Initiated in 2013, the festival last fortnight was on a smaller scale than the one in 2016 (it had 80 food stalls instead of 200 and 40 handicraft stalls, down from the previous 70), but it did generate the joie de vivre in ample measure. Not to be compared with more traditional (and religious) events like Shad Nongkrem or Behdienkhlam, the Monolith Festival heralded spring with a much-needed flourish.

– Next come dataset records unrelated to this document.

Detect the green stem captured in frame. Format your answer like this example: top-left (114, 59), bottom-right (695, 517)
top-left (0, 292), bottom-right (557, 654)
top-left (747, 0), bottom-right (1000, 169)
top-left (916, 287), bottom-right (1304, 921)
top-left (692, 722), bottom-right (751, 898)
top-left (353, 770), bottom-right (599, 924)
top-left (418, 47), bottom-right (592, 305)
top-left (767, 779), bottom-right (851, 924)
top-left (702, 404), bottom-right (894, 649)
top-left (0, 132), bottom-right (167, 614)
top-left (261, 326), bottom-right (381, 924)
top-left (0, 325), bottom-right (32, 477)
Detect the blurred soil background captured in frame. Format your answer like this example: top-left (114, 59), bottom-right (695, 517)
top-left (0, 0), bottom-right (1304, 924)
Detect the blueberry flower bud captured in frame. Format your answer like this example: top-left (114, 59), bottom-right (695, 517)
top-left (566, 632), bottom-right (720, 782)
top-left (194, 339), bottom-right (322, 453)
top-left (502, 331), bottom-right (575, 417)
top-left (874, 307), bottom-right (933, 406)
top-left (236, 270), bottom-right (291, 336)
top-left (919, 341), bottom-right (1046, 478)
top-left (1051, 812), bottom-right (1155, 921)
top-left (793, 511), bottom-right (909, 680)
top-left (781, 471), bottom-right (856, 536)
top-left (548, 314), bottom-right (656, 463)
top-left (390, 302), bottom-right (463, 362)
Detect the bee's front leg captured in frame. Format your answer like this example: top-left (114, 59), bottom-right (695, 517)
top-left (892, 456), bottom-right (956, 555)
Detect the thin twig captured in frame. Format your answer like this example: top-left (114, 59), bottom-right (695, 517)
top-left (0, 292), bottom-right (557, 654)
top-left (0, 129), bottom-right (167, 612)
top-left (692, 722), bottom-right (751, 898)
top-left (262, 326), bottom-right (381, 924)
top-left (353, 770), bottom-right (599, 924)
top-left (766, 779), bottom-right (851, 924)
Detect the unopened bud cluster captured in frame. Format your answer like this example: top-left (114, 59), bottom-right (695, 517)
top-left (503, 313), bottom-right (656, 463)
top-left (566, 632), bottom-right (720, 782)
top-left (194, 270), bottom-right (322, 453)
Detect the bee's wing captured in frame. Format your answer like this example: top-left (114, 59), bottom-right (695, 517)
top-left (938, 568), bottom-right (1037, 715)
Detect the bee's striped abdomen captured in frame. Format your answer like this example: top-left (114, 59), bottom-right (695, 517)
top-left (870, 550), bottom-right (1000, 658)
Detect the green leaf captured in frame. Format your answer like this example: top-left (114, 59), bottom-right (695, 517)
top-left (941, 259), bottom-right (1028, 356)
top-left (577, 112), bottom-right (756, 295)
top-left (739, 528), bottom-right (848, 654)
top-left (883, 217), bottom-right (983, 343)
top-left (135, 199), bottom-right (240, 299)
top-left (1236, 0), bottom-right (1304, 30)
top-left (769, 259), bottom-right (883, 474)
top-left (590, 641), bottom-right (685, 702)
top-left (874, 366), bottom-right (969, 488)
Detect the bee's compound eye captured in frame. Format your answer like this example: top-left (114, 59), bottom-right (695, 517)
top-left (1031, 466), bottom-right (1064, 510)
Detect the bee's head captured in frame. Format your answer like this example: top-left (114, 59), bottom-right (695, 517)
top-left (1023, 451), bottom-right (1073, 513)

On another happy note, the Meghalaya government this month laid the foundation stone for a Tagore Cultural Complex at the Brookside complex in Shillong where the Nobel laureate, Rabindranath Tagore, had stayed in 1919. The Tagore researcher and local resident, Malabika Bisharad, who has been relentlessly campaigning for heritage status for Brookside and the setting up of a Tagore Cultural Complex, said she was delighted with the news but has now come to know of plans to cut the centuries-old trees in the complex to make way for parking lots since the temporary legislative assembly has been operating from this complex for over two decades (although the new assembly building at Mawdiangdiang is nearly complete).

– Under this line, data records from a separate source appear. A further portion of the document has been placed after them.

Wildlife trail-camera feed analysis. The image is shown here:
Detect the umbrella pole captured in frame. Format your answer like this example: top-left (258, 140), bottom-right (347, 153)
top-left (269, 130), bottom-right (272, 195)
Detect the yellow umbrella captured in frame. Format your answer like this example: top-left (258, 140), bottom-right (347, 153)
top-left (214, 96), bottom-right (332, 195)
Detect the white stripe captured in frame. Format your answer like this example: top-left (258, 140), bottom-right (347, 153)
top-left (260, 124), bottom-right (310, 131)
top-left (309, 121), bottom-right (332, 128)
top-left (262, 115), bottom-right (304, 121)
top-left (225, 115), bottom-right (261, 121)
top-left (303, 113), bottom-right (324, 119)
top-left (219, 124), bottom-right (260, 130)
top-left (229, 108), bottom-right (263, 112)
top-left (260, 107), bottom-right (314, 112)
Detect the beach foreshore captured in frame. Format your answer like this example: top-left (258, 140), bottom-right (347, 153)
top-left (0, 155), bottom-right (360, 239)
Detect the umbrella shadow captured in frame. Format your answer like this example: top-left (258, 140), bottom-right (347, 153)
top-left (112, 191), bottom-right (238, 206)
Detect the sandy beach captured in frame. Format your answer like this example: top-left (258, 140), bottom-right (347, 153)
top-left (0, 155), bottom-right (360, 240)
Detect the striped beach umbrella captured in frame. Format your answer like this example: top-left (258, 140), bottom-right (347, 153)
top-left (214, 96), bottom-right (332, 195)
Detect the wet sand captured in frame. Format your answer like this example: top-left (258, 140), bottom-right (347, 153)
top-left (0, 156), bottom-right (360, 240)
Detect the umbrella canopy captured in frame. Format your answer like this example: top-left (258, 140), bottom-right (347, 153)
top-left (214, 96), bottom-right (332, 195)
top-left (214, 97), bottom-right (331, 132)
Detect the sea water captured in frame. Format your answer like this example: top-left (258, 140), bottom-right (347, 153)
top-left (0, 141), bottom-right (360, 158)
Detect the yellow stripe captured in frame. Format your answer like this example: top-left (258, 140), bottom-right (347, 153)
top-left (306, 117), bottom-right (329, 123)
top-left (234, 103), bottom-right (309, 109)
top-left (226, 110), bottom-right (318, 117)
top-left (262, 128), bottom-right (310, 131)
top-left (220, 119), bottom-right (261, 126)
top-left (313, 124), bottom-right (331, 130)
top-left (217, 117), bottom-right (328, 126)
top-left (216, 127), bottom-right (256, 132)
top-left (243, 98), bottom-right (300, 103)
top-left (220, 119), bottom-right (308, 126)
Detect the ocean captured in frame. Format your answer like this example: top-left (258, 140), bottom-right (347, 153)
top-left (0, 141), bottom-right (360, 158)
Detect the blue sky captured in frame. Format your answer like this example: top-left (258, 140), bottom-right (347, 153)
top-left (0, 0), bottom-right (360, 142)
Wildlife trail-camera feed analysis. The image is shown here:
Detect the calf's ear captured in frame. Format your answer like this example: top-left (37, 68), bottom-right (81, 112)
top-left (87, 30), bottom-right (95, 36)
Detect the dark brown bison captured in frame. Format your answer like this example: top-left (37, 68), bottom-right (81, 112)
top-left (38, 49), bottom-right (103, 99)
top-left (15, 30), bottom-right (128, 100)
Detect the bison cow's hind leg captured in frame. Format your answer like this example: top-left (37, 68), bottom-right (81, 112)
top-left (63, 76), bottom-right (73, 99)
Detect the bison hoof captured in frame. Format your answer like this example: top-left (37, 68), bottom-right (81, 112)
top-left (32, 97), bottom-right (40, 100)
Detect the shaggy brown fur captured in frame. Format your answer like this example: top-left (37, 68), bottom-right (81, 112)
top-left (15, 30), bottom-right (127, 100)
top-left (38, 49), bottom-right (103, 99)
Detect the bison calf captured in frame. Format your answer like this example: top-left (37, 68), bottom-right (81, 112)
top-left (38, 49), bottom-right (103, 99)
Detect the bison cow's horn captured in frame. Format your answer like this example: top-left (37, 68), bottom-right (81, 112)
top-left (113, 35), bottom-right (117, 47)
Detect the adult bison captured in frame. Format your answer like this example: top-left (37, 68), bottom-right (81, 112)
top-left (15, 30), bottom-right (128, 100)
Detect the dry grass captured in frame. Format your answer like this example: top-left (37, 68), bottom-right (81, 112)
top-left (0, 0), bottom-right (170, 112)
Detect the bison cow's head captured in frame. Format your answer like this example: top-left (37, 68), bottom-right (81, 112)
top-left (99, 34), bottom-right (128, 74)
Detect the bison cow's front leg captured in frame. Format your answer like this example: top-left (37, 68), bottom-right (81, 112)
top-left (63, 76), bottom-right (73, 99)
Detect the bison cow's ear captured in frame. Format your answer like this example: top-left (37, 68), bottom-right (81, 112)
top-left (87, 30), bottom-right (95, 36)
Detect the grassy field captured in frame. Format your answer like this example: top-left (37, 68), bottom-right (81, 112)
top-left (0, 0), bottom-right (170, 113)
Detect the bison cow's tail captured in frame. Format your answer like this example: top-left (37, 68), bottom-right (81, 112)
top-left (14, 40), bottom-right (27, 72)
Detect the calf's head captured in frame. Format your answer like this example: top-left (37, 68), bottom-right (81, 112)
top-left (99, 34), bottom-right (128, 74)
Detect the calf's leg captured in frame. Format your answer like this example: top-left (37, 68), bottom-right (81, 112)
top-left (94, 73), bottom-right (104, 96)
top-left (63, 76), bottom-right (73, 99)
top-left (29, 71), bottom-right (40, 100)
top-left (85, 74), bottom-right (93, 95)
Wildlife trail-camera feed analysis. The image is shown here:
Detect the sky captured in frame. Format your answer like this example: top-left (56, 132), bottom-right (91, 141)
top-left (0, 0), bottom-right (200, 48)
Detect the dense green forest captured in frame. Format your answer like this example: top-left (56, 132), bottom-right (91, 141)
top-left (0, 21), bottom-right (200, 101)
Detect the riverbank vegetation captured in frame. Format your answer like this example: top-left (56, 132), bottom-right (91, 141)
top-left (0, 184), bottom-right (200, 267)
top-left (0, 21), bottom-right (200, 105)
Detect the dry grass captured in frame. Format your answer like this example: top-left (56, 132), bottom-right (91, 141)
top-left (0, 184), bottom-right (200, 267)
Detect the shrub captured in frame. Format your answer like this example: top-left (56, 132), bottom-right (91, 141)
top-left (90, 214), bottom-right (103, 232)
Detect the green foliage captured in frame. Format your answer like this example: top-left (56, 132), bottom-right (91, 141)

In a letter to the chief minister, Conrad Sangma, she said: “I have come to know that three parking lots will be constructed for the benefit of the Assembly. Roads will be constructed. I feel the roads will damage the heritage site. Already they have cut down one ancient tree at the entrance of Brookside to make a road. The Prime Minister’s office requested the Direc­torate of Arts and Culture to preserve Brookside as a heritage site in memory of Rabindranath Tagore. You have also taken the initiative to do so. But so many roads and parking lots will definitely damage the complex.”

With the ministry of culture having sanctioned Rs 14 crore for the project and the Meghalaya government planning to complete it within two years, one dares to hope, even amid the election scenario, that the funds will be used judiciously and that the statuesque pines and eucalyptus that lend Brookside, the backdrop of Tagore’s Sesher Kobita, its distinctive character are not sacrificed. If only a model code of conduct could be applied to the destroyer of trees too.